By using the techniques of a preacher, Oprah has been able to create a new "gospel" that goes beyond just being a simple daytime TV show, Yale religion professor Kathryn Lofton writes in her new book.
"Gospel is a word that means 'good news,' " Lofton says. "Oprah says that the good news is 'you.'"
After poring over 1,560 show transcripts, 105 issues of O magazine, 17 issues of O at Home, 68 Book Club selections and 52 Spirit Newsletters, Lofton believes she can pinpoint the moment Oprah went from being a successful talk-show host to a religious icon in 1994.
The message of her shows became what Lofton calls a consistent gospel, The Gospel of You.
"It is your discovery of yourself as the source for change -- in yourself and in the world," she says.
The gospel of Oprah was perfectly suited for the beginning of a new century, the professor says.
"Women are asked to be perfect in many roles," Lofton says. "Oprah says, first, you don't have to be perfect; and second, she gives endless advice so you might try to be [perfect]."
And that, in a nutshell, says the professor, is the formula for a working religion.
The double whammy of being forgiven for your shortcomings and simultaneously being shown what you ought to be doing -- reading books, giving to charity, etc. -- is the secret of Oprah's success, she says.
Read the entire article here.Now, to be fair, the article doesn't indicate whether or not this Yale professor thinks Oprah's religious status is a good thing.
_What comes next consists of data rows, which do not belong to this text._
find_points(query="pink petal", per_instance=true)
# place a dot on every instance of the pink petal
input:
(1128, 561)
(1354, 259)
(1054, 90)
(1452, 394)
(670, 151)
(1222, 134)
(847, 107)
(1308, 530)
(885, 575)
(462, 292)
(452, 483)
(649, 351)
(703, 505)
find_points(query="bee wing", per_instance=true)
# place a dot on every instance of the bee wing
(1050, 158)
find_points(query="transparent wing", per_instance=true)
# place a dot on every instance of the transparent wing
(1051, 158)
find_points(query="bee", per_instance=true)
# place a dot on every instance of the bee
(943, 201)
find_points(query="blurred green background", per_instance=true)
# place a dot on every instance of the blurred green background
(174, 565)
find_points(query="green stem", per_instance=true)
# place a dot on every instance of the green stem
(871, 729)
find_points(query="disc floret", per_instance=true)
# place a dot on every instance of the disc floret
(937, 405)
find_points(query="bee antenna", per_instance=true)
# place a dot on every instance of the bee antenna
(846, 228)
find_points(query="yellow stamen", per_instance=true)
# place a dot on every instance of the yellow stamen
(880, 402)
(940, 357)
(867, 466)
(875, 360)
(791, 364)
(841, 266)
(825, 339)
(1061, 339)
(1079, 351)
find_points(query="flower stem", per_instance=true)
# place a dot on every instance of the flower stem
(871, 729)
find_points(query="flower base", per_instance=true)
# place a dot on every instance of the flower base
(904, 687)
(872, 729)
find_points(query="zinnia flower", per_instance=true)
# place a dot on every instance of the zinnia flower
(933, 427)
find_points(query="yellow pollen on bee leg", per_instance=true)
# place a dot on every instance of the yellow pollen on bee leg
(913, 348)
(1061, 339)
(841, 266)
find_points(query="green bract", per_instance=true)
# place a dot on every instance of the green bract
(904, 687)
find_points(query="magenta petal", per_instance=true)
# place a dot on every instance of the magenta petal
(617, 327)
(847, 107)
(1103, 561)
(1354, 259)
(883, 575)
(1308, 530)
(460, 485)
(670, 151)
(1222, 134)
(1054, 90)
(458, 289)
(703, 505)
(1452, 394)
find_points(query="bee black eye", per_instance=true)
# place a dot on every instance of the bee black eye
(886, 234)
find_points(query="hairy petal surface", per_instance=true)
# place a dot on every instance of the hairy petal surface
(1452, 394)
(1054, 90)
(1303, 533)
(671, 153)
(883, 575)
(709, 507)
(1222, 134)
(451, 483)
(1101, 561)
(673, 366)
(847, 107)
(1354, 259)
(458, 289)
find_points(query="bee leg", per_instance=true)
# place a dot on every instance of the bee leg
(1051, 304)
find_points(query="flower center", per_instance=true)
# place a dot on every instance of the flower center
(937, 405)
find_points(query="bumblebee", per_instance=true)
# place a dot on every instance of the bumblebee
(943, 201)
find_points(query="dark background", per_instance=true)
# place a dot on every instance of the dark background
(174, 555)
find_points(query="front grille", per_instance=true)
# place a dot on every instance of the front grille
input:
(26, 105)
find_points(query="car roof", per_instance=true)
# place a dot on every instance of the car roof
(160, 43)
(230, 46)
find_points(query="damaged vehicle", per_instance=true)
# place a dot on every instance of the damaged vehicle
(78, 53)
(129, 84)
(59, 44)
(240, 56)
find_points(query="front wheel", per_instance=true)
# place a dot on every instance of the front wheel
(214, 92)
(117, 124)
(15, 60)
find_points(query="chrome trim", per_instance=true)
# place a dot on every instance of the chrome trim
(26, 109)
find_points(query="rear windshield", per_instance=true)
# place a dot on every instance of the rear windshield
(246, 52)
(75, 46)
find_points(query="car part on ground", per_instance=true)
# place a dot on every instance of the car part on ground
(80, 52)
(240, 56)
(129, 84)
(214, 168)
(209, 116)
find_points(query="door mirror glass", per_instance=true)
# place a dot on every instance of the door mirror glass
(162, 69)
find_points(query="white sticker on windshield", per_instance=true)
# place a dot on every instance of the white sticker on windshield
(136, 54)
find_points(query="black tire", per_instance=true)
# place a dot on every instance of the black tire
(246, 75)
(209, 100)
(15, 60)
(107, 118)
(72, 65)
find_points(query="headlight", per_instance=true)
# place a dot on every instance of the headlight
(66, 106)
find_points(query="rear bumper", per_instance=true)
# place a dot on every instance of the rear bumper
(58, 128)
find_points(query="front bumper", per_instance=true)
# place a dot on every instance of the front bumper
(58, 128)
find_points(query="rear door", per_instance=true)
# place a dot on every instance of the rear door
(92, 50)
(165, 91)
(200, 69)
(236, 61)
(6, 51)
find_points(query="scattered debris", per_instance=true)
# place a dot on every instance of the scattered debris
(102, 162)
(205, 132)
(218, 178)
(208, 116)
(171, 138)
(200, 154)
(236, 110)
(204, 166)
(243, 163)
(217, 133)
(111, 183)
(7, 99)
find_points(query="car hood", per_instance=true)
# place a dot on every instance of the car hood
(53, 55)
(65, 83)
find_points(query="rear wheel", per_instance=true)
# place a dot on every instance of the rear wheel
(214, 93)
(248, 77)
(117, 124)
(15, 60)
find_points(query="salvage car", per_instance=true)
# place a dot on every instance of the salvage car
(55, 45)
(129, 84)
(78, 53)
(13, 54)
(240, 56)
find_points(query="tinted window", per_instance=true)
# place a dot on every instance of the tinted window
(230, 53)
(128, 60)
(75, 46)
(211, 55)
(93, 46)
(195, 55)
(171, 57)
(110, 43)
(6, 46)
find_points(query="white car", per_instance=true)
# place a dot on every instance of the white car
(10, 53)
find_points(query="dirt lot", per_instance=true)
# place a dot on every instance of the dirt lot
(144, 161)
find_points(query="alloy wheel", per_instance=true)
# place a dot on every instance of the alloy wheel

To determine that I suppose one would have to read the book. And, honestly, I cannot argue with the conclusions she has reached. Oprah is a religious symbol and she does preach a "Gospel of You" of sorts. She's like Joel Osteen without the woefully twisted Scripture from Proverbs. I would add, though, that Oprah throws in a New Age twist, as she is a blatant proponent of eastern mysticism and meditation, which makes her influence even more dangerous.
I found this quote interesting: "Oprah says, first, you don't have to be perfect; and second, she gives endless advice so you might try to be [perfect]. And that, in a nutshell [...] is the formula for a working religion." Well, working your way to success--or even to Heaven--may be a "formula for a working religion" but it certainly isn't a formula for a religion that works! "Endless advice" about everything I need to do to be good, to be better, is really lousy news! But the Gospel message--that Jesus Christ did everything because I can do nothing of merit...now that's good news! I'd much rather secure my salvation on the work that Jesus Christ did than on anything I ever have or ever will strive to do; it's a far stronger foundation! Repentance of sin and faith in Christ, now there is a winning "formula!"
On another note, is anyone else disturbed by the fact that this so-called research was performed by a professor at Yale? Certainly Yale is no pinnacle of conservatism, but one would like to think that its professors have better ways to spend their time than "poring over" Oprah episodes and magazines!